After a decade shrilling our little desires in our ears, Brooks denies or ignores the extent to which anyone is doing it at all, except Westen. Brooks asks,
“Finally, if voter decisions are driven by the sort of crude emotional outbursts Westen recommends, and if, as he writes, ‘a substantial minority of Americans hold authoritarian, intolerant ideologies….’, then shouldn’t we abandon this whole democracy thing? Shouldn’t we have a coup, led perhaps by the Emory psychology department, which could prevent the brutish and hate-filled from ever gaining control?”
Our college debater concludes triumphally:
“It’s rare that one comes across a book that raises so many questions. Of course it’s rare that one comes across a book that so avidly flatters the prejudices of its partisan readers.”

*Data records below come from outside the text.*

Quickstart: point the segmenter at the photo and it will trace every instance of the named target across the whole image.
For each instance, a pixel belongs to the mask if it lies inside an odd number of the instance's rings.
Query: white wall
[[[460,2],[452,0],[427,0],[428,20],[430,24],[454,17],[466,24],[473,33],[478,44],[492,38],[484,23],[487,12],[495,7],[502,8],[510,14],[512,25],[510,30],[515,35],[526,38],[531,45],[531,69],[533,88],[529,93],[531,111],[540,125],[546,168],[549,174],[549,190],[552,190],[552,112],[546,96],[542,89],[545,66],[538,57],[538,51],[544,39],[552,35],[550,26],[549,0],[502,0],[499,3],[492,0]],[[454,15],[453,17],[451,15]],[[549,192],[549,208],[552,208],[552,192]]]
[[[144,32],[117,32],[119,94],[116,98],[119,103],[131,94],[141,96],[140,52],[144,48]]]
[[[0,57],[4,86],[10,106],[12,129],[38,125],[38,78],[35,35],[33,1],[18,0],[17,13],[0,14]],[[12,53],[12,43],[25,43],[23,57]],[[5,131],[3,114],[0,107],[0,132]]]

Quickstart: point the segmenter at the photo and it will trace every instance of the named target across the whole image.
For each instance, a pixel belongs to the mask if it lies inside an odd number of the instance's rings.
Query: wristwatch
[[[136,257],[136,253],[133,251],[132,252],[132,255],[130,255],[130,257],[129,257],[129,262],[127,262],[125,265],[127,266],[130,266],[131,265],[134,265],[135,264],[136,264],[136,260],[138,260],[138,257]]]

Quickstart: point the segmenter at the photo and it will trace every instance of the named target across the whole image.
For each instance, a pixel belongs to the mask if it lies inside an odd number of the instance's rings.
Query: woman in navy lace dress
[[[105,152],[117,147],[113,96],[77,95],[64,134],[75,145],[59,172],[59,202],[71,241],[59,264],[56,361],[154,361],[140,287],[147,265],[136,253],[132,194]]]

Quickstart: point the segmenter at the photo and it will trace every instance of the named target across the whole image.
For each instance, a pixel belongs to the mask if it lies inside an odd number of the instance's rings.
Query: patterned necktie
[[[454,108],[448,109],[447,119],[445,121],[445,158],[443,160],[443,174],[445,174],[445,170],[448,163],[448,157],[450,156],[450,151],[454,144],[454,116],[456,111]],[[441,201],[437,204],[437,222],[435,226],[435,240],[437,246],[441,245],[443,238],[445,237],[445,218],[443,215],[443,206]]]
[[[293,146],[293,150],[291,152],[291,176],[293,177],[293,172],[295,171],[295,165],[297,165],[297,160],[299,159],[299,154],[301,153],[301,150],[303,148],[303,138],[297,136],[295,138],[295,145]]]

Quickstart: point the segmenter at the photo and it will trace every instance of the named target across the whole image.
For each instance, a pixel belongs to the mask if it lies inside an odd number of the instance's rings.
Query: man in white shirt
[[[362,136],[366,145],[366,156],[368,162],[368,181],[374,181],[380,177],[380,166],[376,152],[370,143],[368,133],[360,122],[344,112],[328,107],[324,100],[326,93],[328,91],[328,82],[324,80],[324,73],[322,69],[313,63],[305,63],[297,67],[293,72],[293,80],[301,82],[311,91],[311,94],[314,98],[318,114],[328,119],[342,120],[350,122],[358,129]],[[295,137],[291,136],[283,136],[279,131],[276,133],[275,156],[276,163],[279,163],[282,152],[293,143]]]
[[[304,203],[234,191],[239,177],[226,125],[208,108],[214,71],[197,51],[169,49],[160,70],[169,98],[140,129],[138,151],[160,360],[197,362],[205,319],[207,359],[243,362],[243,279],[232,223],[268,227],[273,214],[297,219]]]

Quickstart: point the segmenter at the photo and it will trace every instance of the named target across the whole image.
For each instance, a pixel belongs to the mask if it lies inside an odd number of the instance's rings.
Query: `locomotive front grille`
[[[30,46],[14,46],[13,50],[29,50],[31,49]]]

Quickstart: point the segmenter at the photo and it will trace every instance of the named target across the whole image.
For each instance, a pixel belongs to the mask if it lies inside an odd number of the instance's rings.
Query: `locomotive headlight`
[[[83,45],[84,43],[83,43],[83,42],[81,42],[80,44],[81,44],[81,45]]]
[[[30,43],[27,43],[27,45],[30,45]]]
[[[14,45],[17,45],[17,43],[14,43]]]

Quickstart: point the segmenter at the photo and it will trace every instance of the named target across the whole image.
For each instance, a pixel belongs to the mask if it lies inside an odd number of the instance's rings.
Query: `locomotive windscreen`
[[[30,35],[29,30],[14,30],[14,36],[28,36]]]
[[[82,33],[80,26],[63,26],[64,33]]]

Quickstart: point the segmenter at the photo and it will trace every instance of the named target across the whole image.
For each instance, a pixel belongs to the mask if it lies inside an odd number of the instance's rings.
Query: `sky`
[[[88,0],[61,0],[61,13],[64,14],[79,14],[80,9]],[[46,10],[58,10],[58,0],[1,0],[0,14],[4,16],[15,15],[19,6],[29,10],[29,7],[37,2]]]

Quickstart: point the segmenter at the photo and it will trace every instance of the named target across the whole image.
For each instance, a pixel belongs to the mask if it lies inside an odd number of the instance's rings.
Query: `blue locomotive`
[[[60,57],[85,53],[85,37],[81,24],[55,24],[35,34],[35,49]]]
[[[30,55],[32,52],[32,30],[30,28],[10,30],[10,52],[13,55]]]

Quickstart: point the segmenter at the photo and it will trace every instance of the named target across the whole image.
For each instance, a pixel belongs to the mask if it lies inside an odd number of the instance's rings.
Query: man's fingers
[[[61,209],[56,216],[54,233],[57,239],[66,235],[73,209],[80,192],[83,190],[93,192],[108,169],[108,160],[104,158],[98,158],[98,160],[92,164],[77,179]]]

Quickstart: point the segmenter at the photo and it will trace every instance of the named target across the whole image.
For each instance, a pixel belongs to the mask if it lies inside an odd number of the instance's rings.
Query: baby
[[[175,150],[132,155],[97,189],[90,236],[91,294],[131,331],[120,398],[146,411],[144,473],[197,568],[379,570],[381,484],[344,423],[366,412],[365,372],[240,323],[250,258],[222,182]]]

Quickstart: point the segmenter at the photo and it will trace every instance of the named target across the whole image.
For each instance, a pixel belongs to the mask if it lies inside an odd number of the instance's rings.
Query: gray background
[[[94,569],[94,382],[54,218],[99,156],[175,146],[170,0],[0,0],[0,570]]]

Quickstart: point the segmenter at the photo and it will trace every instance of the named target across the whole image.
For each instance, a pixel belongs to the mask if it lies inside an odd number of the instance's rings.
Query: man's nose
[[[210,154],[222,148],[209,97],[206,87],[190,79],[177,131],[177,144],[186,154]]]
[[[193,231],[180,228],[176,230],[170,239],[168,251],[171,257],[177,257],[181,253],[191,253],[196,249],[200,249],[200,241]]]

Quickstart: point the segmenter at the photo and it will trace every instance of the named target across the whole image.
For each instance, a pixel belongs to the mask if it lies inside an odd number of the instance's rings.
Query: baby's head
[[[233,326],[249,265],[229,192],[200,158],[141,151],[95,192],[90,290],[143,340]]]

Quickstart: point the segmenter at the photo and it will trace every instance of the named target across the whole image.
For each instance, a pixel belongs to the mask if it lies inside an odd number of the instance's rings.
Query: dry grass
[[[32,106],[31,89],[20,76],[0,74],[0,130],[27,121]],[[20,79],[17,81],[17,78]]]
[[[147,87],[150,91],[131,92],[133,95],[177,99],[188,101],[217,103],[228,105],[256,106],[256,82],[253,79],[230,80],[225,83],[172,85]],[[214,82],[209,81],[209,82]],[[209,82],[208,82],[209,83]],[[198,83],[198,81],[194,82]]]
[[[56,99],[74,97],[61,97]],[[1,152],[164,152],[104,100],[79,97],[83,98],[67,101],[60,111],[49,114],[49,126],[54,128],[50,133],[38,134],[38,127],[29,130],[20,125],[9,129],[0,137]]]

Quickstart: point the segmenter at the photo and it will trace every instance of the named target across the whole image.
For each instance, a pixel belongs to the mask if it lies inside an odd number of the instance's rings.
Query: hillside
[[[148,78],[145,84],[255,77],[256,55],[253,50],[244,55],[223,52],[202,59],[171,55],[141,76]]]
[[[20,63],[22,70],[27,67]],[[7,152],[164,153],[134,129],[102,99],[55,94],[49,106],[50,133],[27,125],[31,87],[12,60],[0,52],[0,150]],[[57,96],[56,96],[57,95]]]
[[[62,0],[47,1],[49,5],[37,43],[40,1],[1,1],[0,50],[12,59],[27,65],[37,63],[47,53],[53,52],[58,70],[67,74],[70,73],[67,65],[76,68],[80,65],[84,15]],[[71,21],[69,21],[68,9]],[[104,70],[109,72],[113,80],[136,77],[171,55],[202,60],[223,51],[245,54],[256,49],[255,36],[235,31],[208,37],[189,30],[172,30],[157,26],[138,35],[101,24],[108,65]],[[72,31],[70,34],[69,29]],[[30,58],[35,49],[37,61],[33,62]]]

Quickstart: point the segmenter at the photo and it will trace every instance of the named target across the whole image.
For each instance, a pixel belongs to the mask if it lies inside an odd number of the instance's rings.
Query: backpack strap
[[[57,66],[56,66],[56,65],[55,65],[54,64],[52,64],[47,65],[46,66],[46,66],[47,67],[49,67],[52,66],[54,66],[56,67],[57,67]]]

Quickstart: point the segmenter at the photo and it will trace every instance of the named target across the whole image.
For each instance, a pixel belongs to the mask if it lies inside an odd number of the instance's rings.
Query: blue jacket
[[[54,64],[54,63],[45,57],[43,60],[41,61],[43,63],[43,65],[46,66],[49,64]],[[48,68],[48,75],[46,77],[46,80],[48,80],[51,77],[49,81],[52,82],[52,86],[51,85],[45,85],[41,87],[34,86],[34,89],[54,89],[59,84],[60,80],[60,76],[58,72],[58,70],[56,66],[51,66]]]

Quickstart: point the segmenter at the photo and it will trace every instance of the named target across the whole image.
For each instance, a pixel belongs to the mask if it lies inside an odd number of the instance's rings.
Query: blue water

It’s also rare to come across a book review that so avidly flatters the prejudices of editors at the Neoconservative Damage Control Gazette which they have made of New York Times Book Review a few times too often since 2002. The sophistry of Brook’s supposedly rhetorical question – “Shouldn’t we have a coup?” – evades the record of his own apologetics for something like a coup from November, 2000 through at least 2005, when the conservative shock troops, spin machine and Bush factota whom Brooks promoted and defended won elections with Swift Boat and GWOT fear-mongering and a creeping coup of unwarranted surveillance, detention, and signing statements.
I’d love to think that if voters have turned against these measures and minions, it’s because they’ve become more rational than they were when they accepted them. But I fear that the real reason is that while success has a thousand fathers, failure is an orphan – in Iraq, in New Orleans, in health insurance, in market regulation.
Perhaps editors and producers are more rational than their stressed audiences. I’d ask Jim Lehrer at PBS, Ellen Weiss at NPR, and Gail Collins, Sam Tanenhaus, and Barry Gewen at the New York Times to read the essays linked above and ask how it has happened that all of them have offered their large, liberal-leaning audiences a smart, charming sophist, not a thoughtful, honest conservative or two who can contend worthily with Mark Shields, Harold Meyerson, E.J. Dionne, Ruth Marcus, Paul Krugman, and others.